Paru en Pologne, en novembre 2010, aux éditions Wydawnictwo Literackie, Wiera Gran, l'accusée a immédiatement suscité la fureur du fils de Wladyslaw Szpilman. Car ce dernier est une icône : le héros magniíé du formidable film de Roman Polanski, Le Pianiste, c'est lui ! La famille crie au scandale : selon Andrzej Szpilman, qui menace de procès les éditeurs, le livre d'Agata Tuszynska est plein "de calomnies et de mensonges". Ni l'accusatrice ni l'accusé ne peuvent répondre : le pianiste est décédé en 2000 ; et Wiera Gran est enterrée au cimetière parisien de Pantin. La bataille qui s'ouvre est celle des héritiers.
"Ce n'est pas un livre sur le ghetto, mais sur la vie après le ghetto", insiste, au téléphone, l'historienne polonaise Barbara Engelking-Boni – dont le nom figure, à la fin de l'ouvrage, parmi les personnes à qui Agata Tuszynska adresse ses remerciements. Si Wiera Gran, l'accusée connaît un succès certain en Pologne (20 000 exemplaires vendus), c'est "pour de mauvaises raisons", regrette la chercheuse, coauteure, avec Jacek Leociak, d'un livre de référence sur le ghetto de Varsovie. Szpilman, plaide-t-elle, n'est "pas le sujet central" du livre d'Agata Tuszynska. Il n'en demeure pas moins un argument de vente et tient, dans le livre, une place majeure.
"Reconquête des souvenirs
L'ancien pianiste du Sztuka, devenu, après la guerre, directeur du département musique au sein de la radio nationale, est "beaucoup plus connu des Polonais comme un apparatchik du régime communiste que comme pianiste", relève pour sa part Malgorzata Smorag-Goldberg, maître de conférences à l'université Paris-IV (Sorbonne), qui fera, le 19 janvier, à la Maison de la culture yiddish, une présentation du livre. "Ce qui est dit sur Szpilman n'est pas sympathique – ni scandaleux", juge l'historien Jean-Charles Szurek, directeur de recherche au CNRS et auteur d'un récent essai, La Pologne, les juifs et le communisme (Michel Houdiard, 2010).

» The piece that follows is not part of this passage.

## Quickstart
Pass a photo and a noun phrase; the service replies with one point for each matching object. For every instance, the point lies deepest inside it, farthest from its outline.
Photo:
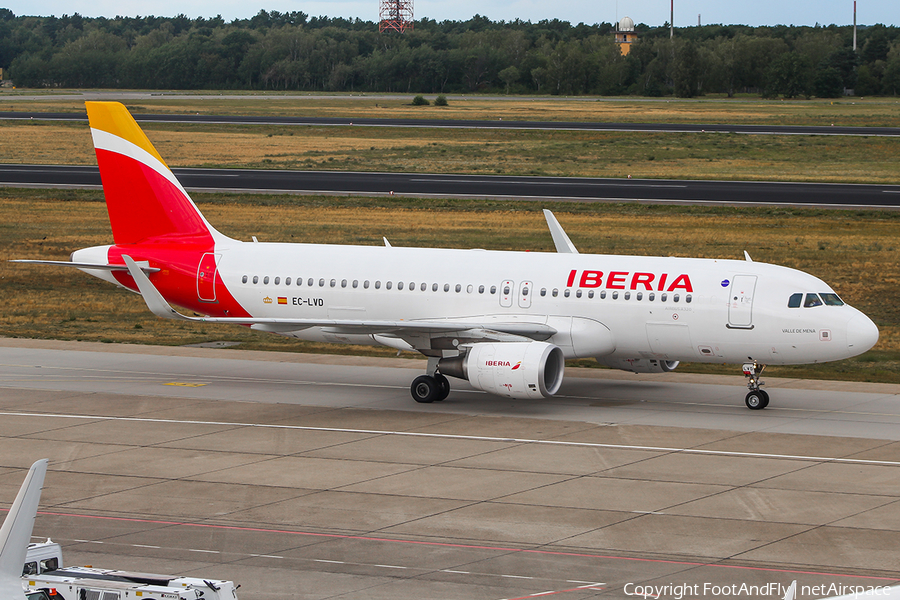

La "reconquête des souvenirs", ceux de Wiera Gran en l'occurrence, selon la formule de Mme Smorag-Goldberg, s'inscrit dans un travail beaucoup plus vaste sur la mémoire nationale - ses mensonges et ses zones d'ombre. Les historiens, notamment Jan Tomasz Gross (auteur d'un livre pionnier, Les Voisins, paru en Pologne en 2000), Barbara Engelking-Boni ou Jan Grabowski, dont les prochains ouvrages, fort attendus, devraient paraître en février, sont aidés, et parfois devancés, par les romanciers. Parmi ces derniers ígurent Agata Tuszynska mais aussi Olga Tokarczuk ou Tadeusz Slobodzianek, dont la pièce de théâtre Notre classe a remporté, en 2010, le prix Niké, l'equivalant polonais du Goncourt.